Income Tax Act 2025: The Income Tax Act of 2025 is set to take effect in India on April 1, 2026. This legislation will introduce major changes to tax regulations, affecting individuals, investors, and businesses. These updates were revealed by Finance Minister Nirmala Sitharaman during the Union Budget 2026 presentation. The aim of the government is to streamline the tax system. Let’s take a closer look at the upcoming changes.
Changes in taxation on share buybacks
Up until now, when a company repurchased its shares, the funds received by investors were classified as a “deemed dividend” and taxed according to the standard income tax brackets. Starting April 1, 2026, this amount will be treated as a capital gain. Consequently, it will be taxed similarly to the sale of shares, depending on whether it is classified as a short-term or long-term capital gain.

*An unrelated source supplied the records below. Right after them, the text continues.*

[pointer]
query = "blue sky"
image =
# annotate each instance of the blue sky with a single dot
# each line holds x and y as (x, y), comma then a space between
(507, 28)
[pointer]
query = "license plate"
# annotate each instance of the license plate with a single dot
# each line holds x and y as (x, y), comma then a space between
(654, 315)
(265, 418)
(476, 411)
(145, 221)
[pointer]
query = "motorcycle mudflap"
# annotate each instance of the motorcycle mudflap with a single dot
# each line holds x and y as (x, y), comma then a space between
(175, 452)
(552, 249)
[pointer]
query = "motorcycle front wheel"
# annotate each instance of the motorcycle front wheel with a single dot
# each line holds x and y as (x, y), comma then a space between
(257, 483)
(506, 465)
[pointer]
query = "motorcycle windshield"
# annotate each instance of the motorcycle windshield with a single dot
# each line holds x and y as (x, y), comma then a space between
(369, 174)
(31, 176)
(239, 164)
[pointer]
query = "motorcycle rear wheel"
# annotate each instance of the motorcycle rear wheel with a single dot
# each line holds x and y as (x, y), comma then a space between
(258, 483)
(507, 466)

Increased costs for futures trading
The Securities Transaction Tax (STT) on futures transactions has been raised from 0.02% to 0.05%. This new regulation will be applicable to derivative contracts entered into after April 1, 2026, directly affecting F&O traders. Sovereign Gold Bonds will no longer be entirely tax-exempt. If you acquired SGBs through the initial government offering, redemption remains tax-free. However, if you bought SGBs from the secondary market, you will face capital gains tax upon maturity. Previously, these bonds were entirely tax-exempt.
If you financed your investments in stocks or mutual funds through a loan, you can no longer deduct interest expenses from your dividend or mutual fund income for tax purposes. Now, the full income will be taxable, even if the investment was made using borrowed funds.

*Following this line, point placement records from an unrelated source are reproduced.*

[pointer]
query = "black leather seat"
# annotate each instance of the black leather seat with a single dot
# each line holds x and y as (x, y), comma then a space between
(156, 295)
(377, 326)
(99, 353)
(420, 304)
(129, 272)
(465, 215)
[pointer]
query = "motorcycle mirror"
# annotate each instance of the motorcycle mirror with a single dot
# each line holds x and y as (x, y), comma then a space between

A single declaration is now sufficient. In the past, investors had to submit separate forms for various mutual funds, dividends, and bonds to prevent TDS deductions. Now, a single declaration can be submitted to the depository, covering all investments. This change will help reduce paperwork. Employers can now also benefit from tax deductions if they deposit their Employees’ Provident Fund and Employees’ State Insurance contributions by the deadline for filing their income tax returns. Previously, there were strict deadlines for this.
Purchasing property from an NRI is now easier. If you buy property from an NRI, you won’t need to get a TAN to deduct TDS anymore. You can simply use your PAN for TDS deductions. This change will make property transactions more straightforward. The TCS on overseas tour packages has been reduced to a flat rate of 2%, down from 5% or 20%. Additionally, TCS on remittances for education or medical expenses abroad under the LRS has also dropped from 5% to 2%. This adjustment will benefit students and patients traveling overseas.
MAT will now serve as the final tax
Previously, companies could pay MAT (Minimum Alternate Tax) and later adjust its credit. Starting April 1, 2026, MAT will be set at 14% and will be the final tax, meaning MAT credit will no longer be applicable. However, any MAT credit accrued until March 31, 2026, can still be utilized.
Tax exemption for disability pensions of army personnel
If an armed forces member retires due to a service-related disability, their disability pension will now be entirely tax-exempt, covering both the service and disability portions. According to the RFCTLARR Act (Land Acquisition, Rehabilitation and Resettlement Act), when the government acquires land and compensates the owner, that compensation will not be taxed (except under Section 46). This rule will take effect for transactions after April 1, 2026, providing clarity for farmers and landowners and removing confusion about taxation.
Change in income tax return filing deadline
For non-audited businesses and trusts, the new deadline for filing income tax returns is now August 31st, instead of July 31st. However, salaried individuals will still need to file by July 31st. The interest earned on compensation from the Motor Accident Claims Tribunal will now be exempt from tax. Additionally, this interest will not be subject to tax deduction at source, ensuring that victims or their families receive the full compensation amount.